Perturbed and puzzled, they stared at the pale flower, noting the seven tongue-like petals that curled softly outward from a perforated heart like a small censer. Chanler began to wonder if it were really a carving, or an actual flower that had been mineralized through Martian chemistry. Then, startlingly, a voice appeared to issue from the blossom: a voice incredibly sweet, clear and sonorous, whose tones, perfectly articulate, were neither those of Aihai nor earth-man.

“I, who speak, am the entity known as Vulthoom,” said the voice. “Be not surprised, or frightened: it is my desire to befriend you in return for a consideration which, I hope, you will not find impossible or overly difficult. First of all, however, I must explain certain matters that perplex you.

“No doubt you have heard the popular legends concerning me, and have dismissed them as mere superstitions. Like all myths, they are partly true and partly false. I am neither god nor demon, but a being who came to Mars from another universe in former cycles. Though I am not immortal, my span of life is far longer than that of any creatures evolved by the worlds of your solar system. I am governed by alien biologic laws, with periods of alternate slumber and wakefulness that involve centuries. It is virtually true, as the Aihais believe, that I sleep for a thousand years and remain conscious continually for another thousand.

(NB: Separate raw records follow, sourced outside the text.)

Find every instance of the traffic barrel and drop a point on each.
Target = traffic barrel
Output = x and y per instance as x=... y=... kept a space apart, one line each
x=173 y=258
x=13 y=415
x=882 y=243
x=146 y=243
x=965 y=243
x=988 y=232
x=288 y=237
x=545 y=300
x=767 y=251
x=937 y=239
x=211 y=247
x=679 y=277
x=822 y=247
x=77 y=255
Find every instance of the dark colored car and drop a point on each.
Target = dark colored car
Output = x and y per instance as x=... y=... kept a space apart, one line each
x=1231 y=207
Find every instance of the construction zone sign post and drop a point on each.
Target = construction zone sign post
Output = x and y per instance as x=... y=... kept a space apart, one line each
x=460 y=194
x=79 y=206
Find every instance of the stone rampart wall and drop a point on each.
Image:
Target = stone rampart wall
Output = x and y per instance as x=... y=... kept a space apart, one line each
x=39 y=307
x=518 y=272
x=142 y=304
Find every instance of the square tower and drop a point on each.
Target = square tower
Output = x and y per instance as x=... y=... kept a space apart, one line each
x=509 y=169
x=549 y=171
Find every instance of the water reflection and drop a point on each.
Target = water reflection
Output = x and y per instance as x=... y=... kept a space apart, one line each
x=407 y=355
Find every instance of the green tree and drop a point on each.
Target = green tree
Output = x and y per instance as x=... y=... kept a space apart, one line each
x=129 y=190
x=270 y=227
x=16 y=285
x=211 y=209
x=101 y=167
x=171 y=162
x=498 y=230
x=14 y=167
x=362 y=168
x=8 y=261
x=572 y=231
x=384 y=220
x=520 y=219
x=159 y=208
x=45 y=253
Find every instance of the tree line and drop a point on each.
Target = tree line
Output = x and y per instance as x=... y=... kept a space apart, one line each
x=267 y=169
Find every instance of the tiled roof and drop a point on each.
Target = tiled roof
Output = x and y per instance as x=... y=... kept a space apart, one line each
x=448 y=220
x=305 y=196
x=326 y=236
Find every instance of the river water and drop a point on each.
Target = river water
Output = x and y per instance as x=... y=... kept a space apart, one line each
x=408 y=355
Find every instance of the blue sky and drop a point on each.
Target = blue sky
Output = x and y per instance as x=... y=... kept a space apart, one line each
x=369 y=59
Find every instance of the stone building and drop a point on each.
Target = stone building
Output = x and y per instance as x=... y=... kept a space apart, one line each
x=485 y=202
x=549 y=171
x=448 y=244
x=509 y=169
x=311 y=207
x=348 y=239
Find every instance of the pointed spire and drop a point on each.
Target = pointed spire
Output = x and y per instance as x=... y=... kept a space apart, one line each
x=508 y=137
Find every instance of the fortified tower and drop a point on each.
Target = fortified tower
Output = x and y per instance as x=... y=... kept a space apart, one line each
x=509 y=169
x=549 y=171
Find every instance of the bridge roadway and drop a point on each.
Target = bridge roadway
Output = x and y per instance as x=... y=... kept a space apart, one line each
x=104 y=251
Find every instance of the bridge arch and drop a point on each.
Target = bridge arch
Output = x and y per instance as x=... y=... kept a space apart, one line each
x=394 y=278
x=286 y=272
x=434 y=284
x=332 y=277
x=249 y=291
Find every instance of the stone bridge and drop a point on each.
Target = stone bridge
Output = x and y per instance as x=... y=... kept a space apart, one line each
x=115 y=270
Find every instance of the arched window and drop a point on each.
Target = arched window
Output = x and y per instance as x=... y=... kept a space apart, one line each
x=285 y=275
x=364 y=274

“At a time when your ancestors were still the blood-brothers of the ape, I fled from my own world to this intercosmic exile, banished by implacable foes. The Martians say that I fell from heaven like a fiery meteor; and the myth interprets the descent of my ether-ship. I found a matured civilization, immensely inferior, however, to that from which I came; and I was regarded with mingled awe and hostility. The kings and hierarchs of the planet would have driven me away; but I gathered a few adherents, arming them with weapons superior to those of Martian science; and after a great war, I established myself firmly and gained other followers. I did not care to conquer Mars, but withdrew to this cavern-world in which I have dwelt ever since with my adherents. On these, for their faithfulness, I conferred a longevity that is almost equal to my own. To ensure this longevity, I have also given them the gift of a slumber corresponding to mine. They sleep and wake with me.

“We have maintained this order of existence for many ages. Seldom have I meddled in the doings of the surface-dwellers. They, however, have converted me into an evil god or spirit; though evil, to me, is a word without meaning.